Approach 1. "Just Throw Out The Excess" - Profitability Raises Questions
The simplest approach to building an ESG fund is to take a broad general market index and simply remove dubious (in terms of ESG) companies. For example, take the S&P 500 index and throw out the "dirty" industry from it - non-electric vehicles, oil and gas and coal energy, tobacco companies, etc. This is how the S&P 500 ESG index came about. Despite keeping the number 500 in the name, in reality it includes about 300 companies. You can invest in it through such tracking funds as SPDR S&P 500 ESG (EFIV), Invesco S&P 500 ESG (ESG). However, their profitability is not yet very high.
For example, from February 1, 2019 to February 1, 2021 (over 2 years), the S&P 500 ESG added 44%, and the S&P 500 - 41%, which is almost within the statistical error. This is despite the fact that the S&P 500 ESG includes many top IT companies that have grown faster than others in recent years.
Of course, this example alone is not a reason to be disappointed in the very approach of compiling such indexes. ESG's approach is focused on the future, towards investments by millennials who are only gradually entering the market. The number of ESG funds itself has doubled since 2017, that is, issuers see potential in them. Nevertheless, for those who want to make money "as quickly as possible" there are already narrower, but much more profitable products.
Approach 2. Funds Of The "Right Industries". Green Energy Boom
The reverse approach to building socially responsible funds is to build them from scratch with relevant companies in a specific industry.
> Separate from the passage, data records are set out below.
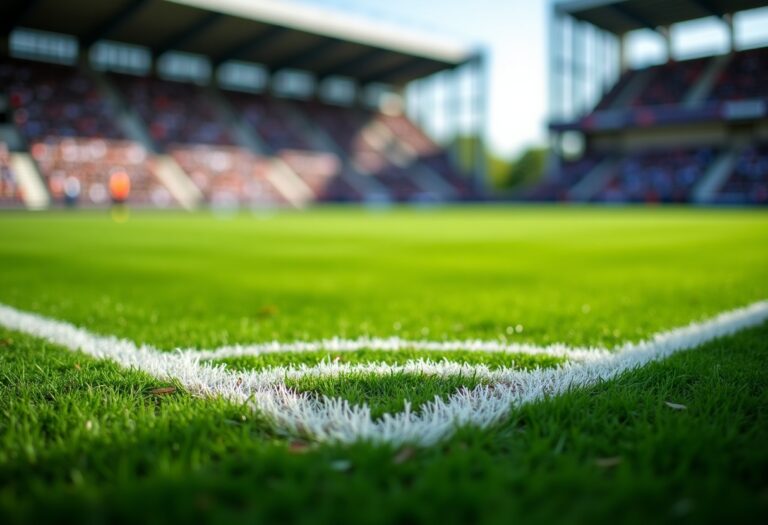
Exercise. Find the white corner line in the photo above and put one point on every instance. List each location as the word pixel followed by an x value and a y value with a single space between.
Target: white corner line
pixel 335 420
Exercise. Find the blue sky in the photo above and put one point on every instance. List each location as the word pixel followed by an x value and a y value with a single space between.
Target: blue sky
pixel 515 33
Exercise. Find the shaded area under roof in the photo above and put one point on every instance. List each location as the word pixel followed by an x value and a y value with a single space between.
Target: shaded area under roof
pixel 622 16
pixel 275 34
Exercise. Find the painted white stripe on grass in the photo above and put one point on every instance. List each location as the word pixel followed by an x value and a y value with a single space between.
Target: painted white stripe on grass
pixel 392 344
pixel 335 420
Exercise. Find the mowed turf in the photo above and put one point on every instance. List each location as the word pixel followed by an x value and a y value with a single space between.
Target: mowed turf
pixel 81 437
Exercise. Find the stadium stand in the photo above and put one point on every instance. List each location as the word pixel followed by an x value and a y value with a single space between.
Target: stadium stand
pixel 662 176
pixel 682 131
pixel 670 83
pixel 284 138
pixel 92 161
pixel 748 182
pixel 10 192
pixel 72 132
pixel 104 110
pixel 746 77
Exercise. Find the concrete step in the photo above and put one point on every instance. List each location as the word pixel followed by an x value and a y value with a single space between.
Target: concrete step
pixel 701 90
pixel 594 181
pixel 716 176
pixel 289 184
pixel 32 186
pixel 178 183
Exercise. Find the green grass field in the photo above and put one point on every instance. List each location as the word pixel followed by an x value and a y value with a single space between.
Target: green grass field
pixel 83 440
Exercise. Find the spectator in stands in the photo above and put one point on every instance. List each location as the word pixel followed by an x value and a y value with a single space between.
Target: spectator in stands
pixel 119 186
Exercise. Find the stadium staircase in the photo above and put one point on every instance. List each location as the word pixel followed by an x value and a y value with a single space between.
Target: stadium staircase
pixel 400 154
pixel 164 166
pixel 701 90
pixel 33 192
pixel 594 181
pixel 632 90
pixel 27 175
pixel 707 189
pixel 284 179
pixel 370 189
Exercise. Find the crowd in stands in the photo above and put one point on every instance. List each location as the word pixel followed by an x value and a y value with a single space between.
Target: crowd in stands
pixel 10 192
pixel 77 138
pixel 229 176
pixel 670 83
pixel 667 175
pixel 56 101
pixel 557 187
pixel 74 138
pixel 749 181
pixel 275 122
pixel 88 171
pixel 745 77
pixel 428 152
pixel 174 112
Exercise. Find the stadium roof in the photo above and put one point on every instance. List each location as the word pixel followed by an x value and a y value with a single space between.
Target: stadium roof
pixel 277 34
pixel 622 16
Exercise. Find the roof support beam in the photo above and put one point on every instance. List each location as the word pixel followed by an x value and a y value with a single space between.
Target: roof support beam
pixel 709 7
pixel 410 66
pixel 352 66
pixel 262 39
pixel 307 57
pixel 186 35
pixel 109 26
pixel 632 16
pixel 17 17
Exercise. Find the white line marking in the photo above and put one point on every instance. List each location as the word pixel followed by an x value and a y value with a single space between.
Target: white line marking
pixel 392 344
pixel 335 420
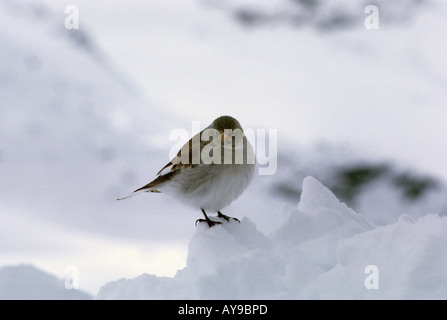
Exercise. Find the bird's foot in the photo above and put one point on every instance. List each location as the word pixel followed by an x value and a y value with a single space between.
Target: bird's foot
pixel 210 222
pixel 224 216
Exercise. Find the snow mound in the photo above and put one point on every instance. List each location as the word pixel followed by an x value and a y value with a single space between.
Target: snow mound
pixel 321 250
pixel 26 282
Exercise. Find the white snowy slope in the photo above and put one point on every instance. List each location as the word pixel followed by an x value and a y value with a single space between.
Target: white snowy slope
pixel 74 136
pixel 321 250
pixel 27 282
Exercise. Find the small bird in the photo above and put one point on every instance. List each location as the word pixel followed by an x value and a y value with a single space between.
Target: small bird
pixel 210 171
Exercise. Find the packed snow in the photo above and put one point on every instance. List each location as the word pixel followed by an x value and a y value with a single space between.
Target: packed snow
pixel 321 250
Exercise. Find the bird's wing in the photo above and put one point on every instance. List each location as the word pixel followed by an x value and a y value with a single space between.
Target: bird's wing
pixel 185 157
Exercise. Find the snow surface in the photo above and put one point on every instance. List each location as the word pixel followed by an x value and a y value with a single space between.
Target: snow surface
pixel 26 282
pixel 319 251
pixel 75 133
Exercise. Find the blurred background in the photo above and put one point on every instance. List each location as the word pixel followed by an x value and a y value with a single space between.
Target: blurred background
pixel 86 116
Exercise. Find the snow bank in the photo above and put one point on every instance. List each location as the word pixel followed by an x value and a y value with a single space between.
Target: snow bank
pixel 27 282
pixel 320 250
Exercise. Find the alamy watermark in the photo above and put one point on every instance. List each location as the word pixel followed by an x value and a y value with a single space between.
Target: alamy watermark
pixel 229 147
pixel 72 20
pixel 372 20
pixel 72 277
pixel 372 280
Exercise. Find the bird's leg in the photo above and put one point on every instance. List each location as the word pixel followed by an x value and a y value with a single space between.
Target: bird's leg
pixel 221 215
pixel 210 222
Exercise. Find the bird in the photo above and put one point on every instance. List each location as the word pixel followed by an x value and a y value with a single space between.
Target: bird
pixel 210 171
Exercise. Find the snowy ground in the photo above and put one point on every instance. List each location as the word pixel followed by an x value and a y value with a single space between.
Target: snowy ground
pixel 321 250
pixel 76 133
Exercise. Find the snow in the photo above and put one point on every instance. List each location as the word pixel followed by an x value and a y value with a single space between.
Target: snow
pixel 321 250
pixel 26 282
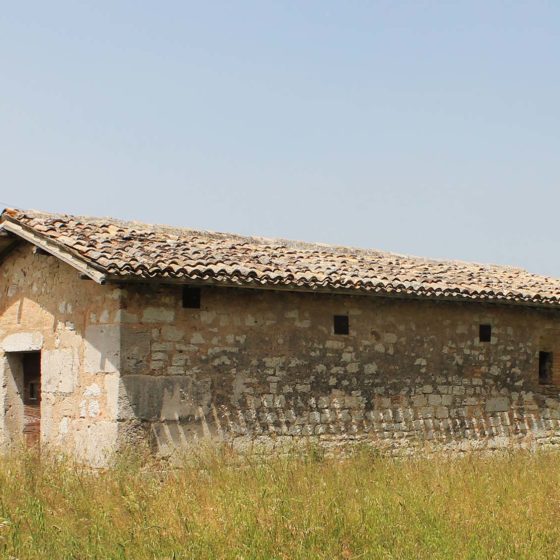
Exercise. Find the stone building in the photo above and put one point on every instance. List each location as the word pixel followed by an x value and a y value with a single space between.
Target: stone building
pixel 111 331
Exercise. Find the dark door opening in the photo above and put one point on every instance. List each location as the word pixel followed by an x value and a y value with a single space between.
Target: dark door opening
pixel 31 398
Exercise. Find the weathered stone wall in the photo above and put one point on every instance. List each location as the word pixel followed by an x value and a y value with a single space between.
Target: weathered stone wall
pixel 45 306
pixel 265 366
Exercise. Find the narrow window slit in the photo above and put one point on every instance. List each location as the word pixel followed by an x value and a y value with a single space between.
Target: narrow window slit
pixel 485 333
pixel 545 367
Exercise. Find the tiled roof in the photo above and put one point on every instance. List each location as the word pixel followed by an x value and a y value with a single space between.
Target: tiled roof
pixel 127 250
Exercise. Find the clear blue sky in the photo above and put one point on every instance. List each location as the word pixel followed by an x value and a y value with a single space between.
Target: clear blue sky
pixel 428 128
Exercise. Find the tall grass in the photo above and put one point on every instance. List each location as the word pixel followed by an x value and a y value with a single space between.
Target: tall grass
pixel 222 506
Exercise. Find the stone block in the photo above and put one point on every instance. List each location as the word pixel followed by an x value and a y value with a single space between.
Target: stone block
pixel 497 404
pixel 102 349
pixel 59 370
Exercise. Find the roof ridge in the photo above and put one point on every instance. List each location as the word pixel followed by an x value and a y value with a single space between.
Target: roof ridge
pixel 263 240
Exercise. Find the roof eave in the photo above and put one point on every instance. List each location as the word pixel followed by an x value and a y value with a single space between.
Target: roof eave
pixel 54 249
pixel 458 298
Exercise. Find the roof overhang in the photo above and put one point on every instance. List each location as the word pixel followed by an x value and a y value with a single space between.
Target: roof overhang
pixel 11 233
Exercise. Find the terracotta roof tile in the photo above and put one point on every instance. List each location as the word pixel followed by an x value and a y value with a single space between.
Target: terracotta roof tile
pixel 125 250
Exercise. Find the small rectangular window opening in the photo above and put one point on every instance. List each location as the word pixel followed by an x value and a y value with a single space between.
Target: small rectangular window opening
pixel 545 367
pixel 341 324
pixel 191 297
pixel 485 333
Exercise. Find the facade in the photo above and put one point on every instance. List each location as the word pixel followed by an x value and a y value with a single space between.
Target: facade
pixel 113 331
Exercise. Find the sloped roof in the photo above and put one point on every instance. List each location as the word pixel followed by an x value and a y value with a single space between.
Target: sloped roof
pixel 118 250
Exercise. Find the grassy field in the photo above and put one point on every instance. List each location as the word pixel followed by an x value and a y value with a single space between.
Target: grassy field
pixel 220 506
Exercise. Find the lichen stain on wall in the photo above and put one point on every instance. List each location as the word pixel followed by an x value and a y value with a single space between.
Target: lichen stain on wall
pixel 265 365
pixel 41 296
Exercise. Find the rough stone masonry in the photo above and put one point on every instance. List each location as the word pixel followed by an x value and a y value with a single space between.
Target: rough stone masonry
pixel 176 336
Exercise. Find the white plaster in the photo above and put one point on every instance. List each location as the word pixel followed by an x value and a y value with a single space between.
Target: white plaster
pixel 95 442
pixel 158 315
pixel 59 370
pixel 94 409
pixel 92 390
pixel 102 349
pixel 23 342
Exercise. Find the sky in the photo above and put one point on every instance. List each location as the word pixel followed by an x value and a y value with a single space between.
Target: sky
pixel 424 128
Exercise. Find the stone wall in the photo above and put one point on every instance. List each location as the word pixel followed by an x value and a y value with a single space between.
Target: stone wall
pixel 265 366
pixel 45 306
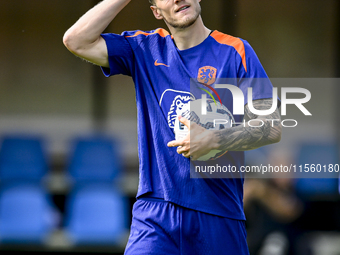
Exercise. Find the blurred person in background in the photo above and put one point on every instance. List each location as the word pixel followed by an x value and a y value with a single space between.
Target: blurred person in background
pixel 273 208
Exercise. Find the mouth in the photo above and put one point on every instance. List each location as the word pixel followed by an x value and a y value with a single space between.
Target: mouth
pixel 182 8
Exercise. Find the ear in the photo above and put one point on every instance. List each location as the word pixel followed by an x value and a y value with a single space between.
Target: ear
pixel 156 12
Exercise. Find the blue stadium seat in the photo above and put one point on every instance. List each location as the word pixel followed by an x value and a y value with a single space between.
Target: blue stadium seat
pixel 96 215
pixel 22 158
pixel 94 159
pixel 322 154
pixel 26 214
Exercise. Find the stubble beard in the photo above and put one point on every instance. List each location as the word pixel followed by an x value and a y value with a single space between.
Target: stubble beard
pixel 184 23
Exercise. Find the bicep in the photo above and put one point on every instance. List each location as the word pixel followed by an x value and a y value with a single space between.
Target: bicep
pixel 95 53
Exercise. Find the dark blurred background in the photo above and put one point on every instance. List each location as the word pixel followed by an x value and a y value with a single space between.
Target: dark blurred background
pixel 72 112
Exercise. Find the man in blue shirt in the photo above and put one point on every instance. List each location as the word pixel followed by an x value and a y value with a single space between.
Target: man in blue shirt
pixel 174 213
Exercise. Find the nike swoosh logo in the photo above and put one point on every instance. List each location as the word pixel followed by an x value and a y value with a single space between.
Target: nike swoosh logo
pixel 160 64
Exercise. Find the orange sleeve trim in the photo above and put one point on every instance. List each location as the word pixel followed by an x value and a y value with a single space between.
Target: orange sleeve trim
pixel 162 32
pixel 233 42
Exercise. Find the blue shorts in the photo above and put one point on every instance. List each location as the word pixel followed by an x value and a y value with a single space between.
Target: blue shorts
pixel 159 227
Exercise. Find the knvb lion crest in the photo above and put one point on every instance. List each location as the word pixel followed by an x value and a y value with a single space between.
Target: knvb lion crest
pixel 207 75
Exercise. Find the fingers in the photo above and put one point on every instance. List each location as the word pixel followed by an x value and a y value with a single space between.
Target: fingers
pixel 184 121
pixel 182 147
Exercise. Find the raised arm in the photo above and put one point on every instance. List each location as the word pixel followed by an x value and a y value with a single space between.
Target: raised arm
pixel 83 38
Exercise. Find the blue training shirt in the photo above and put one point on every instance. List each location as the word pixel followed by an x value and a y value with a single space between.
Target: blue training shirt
pixel 162 74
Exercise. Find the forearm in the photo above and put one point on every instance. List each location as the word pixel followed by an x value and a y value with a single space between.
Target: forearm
pixel 88 28
pixel 263 131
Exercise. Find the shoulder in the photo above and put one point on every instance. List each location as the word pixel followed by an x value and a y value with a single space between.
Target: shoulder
pixel 240 45
pixel 142 34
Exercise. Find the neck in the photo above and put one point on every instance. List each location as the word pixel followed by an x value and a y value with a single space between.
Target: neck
pixel 191 36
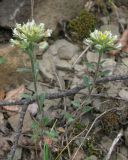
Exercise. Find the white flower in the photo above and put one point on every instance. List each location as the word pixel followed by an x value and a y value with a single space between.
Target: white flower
pixel 102 40
pixel 29 33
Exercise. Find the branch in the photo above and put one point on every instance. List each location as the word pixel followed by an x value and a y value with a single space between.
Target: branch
pixel 65 93
pixel 120 134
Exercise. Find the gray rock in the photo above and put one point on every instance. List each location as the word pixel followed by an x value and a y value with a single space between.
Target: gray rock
pixel 93 157
pixel 13 120
pixel 64 49
pixel 106 143
pixel 121 69
pixel 14 11
pixel 80 70
pixel 126 136
pixel 57 10
pixel 125 61
pixel 105 20
pixel 111 27
pixel 67 51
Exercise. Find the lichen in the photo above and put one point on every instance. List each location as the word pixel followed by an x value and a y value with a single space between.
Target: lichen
pixel 81 26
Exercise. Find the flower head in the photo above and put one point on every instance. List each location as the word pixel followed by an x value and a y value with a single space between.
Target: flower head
pixel 29 33
pixel 102 40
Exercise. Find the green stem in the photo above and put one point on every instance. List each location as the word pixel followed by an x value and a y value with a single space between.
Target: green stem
pixel 33 61
pixel 96 72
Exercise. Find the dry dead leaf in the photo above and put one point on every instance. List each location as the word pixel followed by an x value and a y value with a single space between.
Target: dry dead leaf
pixel 14 95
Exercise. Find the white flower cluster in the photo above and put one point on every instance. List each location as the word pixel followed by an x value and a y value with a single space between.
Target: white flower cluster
pixel 102 40
pixel 29 33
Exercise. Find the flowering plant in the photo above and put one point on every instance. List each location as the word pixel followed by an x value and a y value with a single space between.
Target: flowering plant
pixel 102 40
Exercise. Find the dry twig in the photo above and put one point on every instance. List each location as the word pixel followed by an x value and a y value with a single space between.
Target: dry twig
pixel 120 134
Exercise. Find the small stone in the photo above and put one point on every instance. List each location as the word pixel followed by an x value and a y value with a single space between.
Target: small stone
pixel 106 143
pixel 63 65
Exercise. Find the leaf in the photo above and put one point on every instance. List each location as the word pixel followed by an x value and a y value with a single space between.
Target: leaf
pixel 69 117
pixel 87 81
pixel 2 60
pixel 76 104
pixel 14 95
pixel 90 65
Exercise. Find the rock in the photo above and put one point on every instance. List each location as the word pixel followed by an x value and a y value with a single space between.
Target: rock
pixel 63 65
pixel 105 20
pixel 1 118
pixel 106 143
pixel 67 51
pixel 126 136
pixel 57 10
pixel 14 11
pixel 120 69
pixel 64 49
pixel 74 58
pixel 92 157
pixel 114 28
pixel 124 151
pixel 123 94
pixel 112 89
pixel 109 65
pixel 13 120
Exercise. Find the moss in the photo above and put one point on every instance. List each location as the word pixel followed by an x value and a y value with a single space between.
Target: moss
pixel 81 26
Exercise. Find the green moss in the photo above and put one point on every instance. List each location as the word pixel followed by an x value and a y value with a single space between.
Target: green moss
pixel 81 26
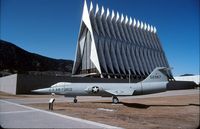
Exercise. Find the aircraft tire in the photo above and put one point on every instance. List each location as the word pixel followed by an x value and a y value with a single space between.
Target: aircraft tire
pixel 115 100
pixel 75 100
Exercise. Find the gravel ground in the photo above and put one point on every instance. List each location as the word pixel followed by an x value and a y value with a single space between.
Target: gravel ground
pixel 169 112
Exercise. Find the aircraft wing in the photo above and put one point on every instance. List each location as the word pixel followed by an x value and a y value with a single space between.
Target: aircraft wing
pixel 121 92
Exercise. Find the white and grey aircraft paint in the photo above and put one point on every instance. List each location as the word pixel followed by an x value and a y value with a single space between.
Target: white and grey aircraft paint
pixel 156 82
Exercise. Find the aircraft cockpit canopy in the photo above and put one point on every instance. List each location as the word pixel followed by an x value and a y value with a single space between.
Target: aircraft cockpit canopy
pixel 60 84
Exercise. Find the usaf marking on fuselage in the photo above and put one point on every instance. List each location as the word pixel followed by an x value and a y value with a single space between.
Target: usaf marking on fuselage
pixel 156 82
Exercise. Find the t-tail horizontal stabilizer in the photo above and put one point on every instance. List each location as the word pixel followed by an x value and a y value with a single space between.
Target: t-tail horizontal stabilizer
pixel 159 74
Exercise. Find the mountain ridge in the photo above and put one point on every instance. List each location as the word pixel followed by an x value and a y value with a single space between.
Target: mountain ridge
pixel 14 59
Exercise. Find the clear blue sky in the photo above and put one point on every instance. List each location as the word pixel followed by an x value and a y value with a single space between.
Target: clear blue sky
pixel 50 27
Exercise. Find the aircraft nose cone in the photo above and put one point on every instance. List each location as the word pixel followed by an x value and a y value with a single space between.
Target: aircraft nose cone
pixel 44 90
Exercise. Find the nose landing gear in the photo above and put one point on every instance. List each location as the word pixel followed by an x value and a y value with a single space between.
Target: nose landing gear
pixel 115 100
pixel 75 100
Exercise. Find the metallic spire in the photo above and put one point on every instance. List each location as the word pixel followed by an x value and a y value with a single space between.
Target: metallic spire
pixel 138 23
pixel 134 22
pixel 108 12
pixel 102 10
pixel 122 17
pixel 97 9
pixel 91 6
pixel 130 21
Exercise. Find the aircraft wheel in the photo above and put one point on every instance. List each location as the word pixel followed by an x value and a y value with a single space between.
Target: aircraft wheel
pixel 115 100
pixel 75 100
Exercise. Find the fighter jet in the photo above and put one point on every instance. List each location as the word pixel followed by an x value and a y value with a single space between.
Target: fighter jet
pixel 156 82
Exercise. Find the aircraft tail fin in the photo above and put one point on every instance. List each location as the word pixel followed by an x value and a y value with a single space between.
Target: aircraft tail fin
pixel 159 74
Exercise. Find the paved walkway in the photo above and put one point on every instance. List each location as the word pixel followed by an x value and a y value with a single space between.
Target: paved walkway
pixel 13 115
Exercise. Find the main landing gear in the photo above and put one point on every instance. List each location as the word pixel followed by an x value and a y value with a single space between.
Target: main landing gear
pixel 75 100
pixel 115 100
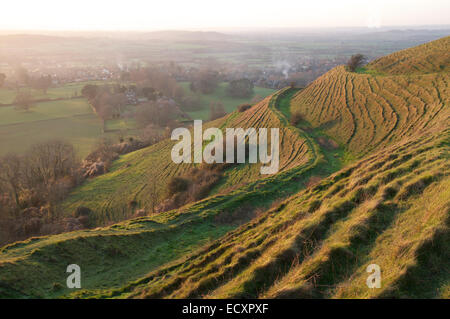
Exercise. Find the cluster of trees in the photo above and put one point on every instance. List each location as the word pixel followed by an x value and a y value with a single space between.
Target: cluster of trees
pixel 162 113
pixel 32 186
pixel 155 79
pixel 107 101
pixel 40 176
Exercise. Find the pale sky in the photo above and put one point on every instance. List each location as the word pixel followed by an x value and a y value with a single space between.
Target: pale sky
pixel 210 14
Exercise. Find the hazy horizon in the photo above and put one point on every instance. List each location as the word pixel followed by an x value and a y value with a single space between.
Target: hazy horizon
pixel 51 15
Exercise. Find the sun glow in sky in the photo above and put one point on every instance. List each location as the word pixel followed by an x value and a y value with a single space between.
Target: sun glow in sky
pixel 201 14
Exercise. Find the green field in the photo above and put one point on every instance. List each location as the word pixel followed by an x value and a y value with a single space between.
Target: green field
pixel 220 95
pixel 66 91
pixel 71 120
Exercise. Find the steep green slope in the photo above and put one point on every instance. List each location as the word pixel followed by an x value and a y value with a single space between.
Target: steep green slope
pixel 135 176
pixel 391 209
pixel 308 231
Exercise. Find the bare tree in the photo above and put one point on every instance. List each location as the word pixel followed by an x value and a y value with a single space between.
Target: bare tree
pixel 10 175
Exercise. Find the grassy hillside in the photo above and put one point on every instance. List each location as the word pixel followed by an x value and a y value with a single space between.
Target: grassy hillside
pixel 318 243
pixel 379 197
pixel 135 176
pixel 366 112
pixel 219 95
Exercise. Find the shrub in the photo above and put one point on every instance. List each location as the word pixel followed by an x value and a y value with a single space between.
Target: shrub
pixel 82 211
pixel 177 184
pixel 296 118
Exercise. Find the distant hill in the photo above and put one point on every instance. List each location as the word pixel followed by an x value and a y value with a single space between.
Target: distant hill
pixel 174 35
pixel 364 180
pixel 430 57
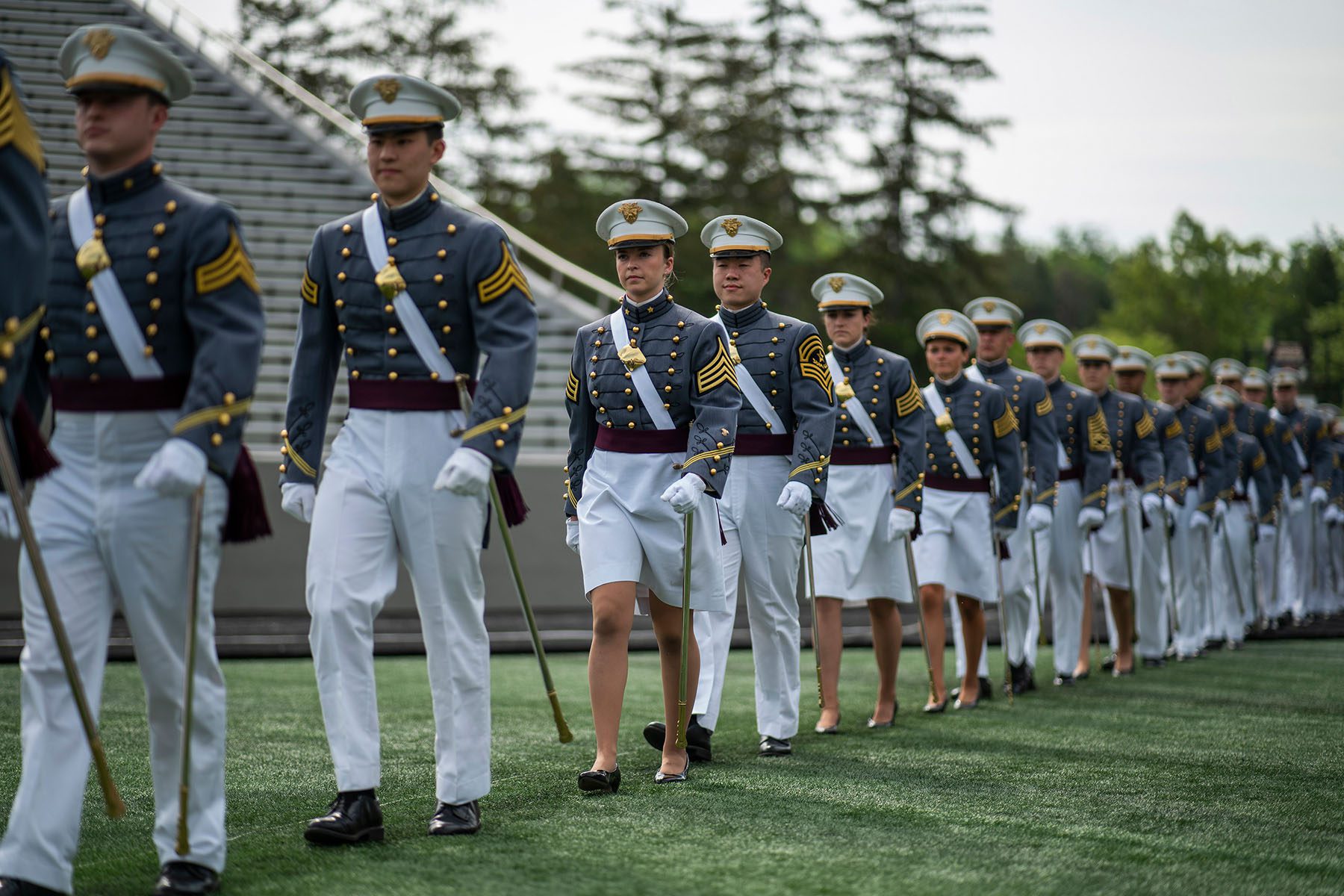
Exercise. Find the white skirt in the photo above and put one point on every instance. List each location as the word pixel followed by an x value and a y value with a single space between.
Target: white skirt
pixel 629 534
pixel 953 548
pixel 856 561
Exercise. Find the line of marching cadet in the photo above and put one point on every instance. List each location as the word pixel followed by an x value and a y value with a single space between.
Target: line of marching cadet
pixel 706 453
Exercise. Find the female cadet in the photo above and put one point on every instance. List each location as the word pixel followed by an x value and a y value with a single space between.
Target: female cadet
pixel 971 492
pixel 653 406
pixel 874 488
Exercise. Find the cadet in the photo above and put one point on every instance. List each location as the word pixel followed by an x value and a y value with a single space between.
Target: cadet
pixel 23 257
pixel 411 290
pixel 1189 534
pixel 877 465
pixel 1116 556
pixel 1081 499
pixel 151 346
pixel 1152 605
pixel 1234 588
pixel 1028 555
pixel 783 448
pixel 653 405
pixel 968 511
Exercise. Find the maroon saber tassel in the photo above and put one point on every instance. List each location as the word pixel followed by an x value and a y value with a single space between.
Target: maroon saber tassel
pixel 511 499
pixel 34 460
pixel 246 520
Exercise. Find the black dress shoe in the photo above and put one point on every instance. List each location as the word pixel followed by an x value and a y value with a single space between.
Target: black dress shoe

And if the question, for example, about the psychological atmosphere in the company is difficult to analyse, then the relationship of the company with the environment is sometimes much more transparent. Especially if this company is entirely specialised in the "green" energy, which Biden loves.
The following fact speaks volumes about the growth of their popularity. At the end of September 2020, at a time of high uncertainty regarding both the pandemic and the presidential election, there was just over $8 billion under the management in "green ETFs", and by the end of the year - $18bn. The performance of certain well-known funds is also impressive.
In the same two-year period, the S&P 500 ESG gained 44%, NASDAQ First Trust Clean Edge Green Energy (QCLN) added 267%, iShares Global Clean Energy added 176% (ICLN), Invesco WilderHill Clean Energy (PBW) - 306%. A number of similar funds can be found here https://etfdb.com/etfs/industry/clean-energy/.
Before our eyes, the social responsibility of companies and, in particular, concern for the environment, is moving from the category of political slogans and idealistic dreams into a really significant investment factor. Investors who prefer such companies have a chance to jump significantly "above the market". And this is just the beginning. ESG's benchmarks are just making their first steps, but where a company's "integrity" is relatively easy to gauge - as in the case of green energy - investors can benefit right now, and the arrival of millennials is increasing the popularity of these sectors.